Spring is almost here! That means it’s almost time to turn on your air conditioner and you don’t have to worry about a failing furnace, right?
Wait, hang on.
If your aging furnace is showing signs that it may fail soon, the last thing you want to do is wait on replacing it. After all, do you really want to get to next fall without investing in a new system only to find out on the first day you need it, it’s not working at all? Aside from the inconvenience of not having a functioning heater on the first day you need it, it will also be a mad scramble to try to get a technician who’s not busy to come in and repair or replace the system.
And what if you also have a struggling air conditioner? Are you really willing to let both your HVAC systems suffer for another year?
Consider Installing a Heat Pump
The solution to this may very well be the installation of a heat pump system! A heat pump is basically set up like a standard central air conditioner, with a couple of exceptions. It’s similar in the sense that it is comprised of an indoor unit and an outdoor unit. In cooling mode, the inside unit absorbs heat from your home through a refrigerant process, expelling the heat outdoors and bringing cool air into your home.
Unlike a standard air conditioner, however, a heat pump comes with the ability to change the direction of the refrigerant flow. This means that a heat pump can act as an air conditioner or a heating system, which is the main reason many homeowners have one of these systems installed.
The Heat Pump Advantage
There are a number of benefits to a heat pump installation, with perhaps the biggest one being that you’re able to rely on one single HVAC system for climate control and home comfort throughout the entire year—this saves you both space and money. There are a number of other reasons, though, that homeowners are choosing to have heat pumps installed. Heat pumps are also more energy efficient than the majority of heating systems, since they do not combust fuel to generate heat but rather they move heat.

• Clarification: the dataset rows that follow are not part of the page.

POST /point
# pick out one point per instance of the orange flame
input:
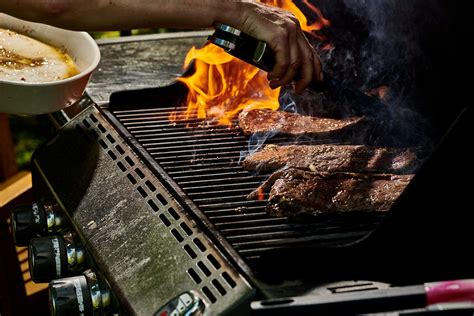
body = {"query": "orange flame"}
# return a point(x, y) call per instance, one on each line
point(260, 194)
point(222, 86)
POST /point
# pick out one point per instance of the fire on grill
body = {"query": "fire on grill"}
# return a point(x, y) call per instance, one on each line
point(334, 171)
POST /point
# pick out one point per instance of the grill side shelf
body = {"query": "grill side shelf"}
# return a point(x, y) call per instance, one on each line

What this means is that you aren’t spending additional money you shouldn’t have to spend on high gas bills. In fact, just within a few years of heat pump installation, the system typically pays for itself by how much homeowners save on energy bills.
There is a major convenience factor with heat pumps, too. When you use a more traditional two-system configuration, meaning a central air conditioner and separate furnace, you spend twice as much money keeping both of these systems in top shape. When you have a heat pump installed, you only need to worry about keeping that one system in great condition. Biannual maintenance is still necessary, of course, but with fewer components to be concerned with, you’ll save time and money.